O
fisco quer informação mensal sobre estoques a partir de 2016
O controle do estoque já é exigido pelo fisco há
décadas, desde o surgimento do ICMS e do IPI
Fátima Fernandes
Uma indústria que produz cadeiras precisa de rodinhas, espuma,
plásticos, tecidos. A partir de janeiro de 2016, todo esse material em
estoque terá de ser informado mensalmente ao fisco por meio do SPED
(Sistema Público de Escrituração Digital) Fiscal.
O detalhamento de informações sobre a produção e o estoque, para
cálculos de ICMS (Imposto sobre Circulação de Mercadorias e Serviços) e IPI
(Imposto sobre Produtos Industrializados), o chamado bloco K do SPED, vai valer
para todos os setores da indústria e do atacado.

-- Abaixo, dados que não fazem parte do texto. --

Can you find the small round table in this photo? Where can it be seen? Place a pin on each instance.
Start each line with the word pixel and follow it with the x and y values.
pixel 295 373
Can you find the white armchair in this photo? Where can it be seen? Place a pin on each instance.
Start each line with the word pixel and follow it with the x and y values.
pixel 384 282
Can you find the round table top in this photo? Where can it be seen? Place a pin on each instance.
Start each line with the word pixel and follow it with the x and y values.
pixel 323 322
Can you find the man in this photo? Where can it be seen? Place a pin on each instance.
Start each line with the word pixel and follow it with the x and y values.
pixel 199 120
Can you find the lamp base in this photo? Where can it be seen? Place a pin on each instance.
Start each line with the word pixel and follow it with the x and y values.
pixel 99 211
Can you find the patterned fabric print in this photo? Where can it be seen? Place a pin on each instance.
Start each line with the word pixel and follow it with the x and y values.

E o acompanhamento ocorrerá desde a aprovação de uma ordem de produção,
passando pela compra de matérias-primas, consumo de insumos, quantidade de
produtos fabricados, produção em andamento, além de perda e sobras a cada mês.
“Essa obrigatoriedade nada mais é do que a ampliação do poder das lentes
do fisco sobre as operações das empresas. A cada ano o fisco aperfeiçoa a
fotografia do contribuinte, que ganha mais pixels”, afirma Antonio Carlos
de Moura Campos, consultor tributário.
O controle do estoque já é exigido pelo fisco há décadas, desde o
surgimento do ICMS e do IPI. Sucede que tal controle é feito em um livro de
registro fiscal das empresas, uma espécie de extrato de conta corrente. Neste
caso, para que o fisco acompanhe a movimentação da indústria ou de um atacado,
precisa deslocar um fiscal até a empresa.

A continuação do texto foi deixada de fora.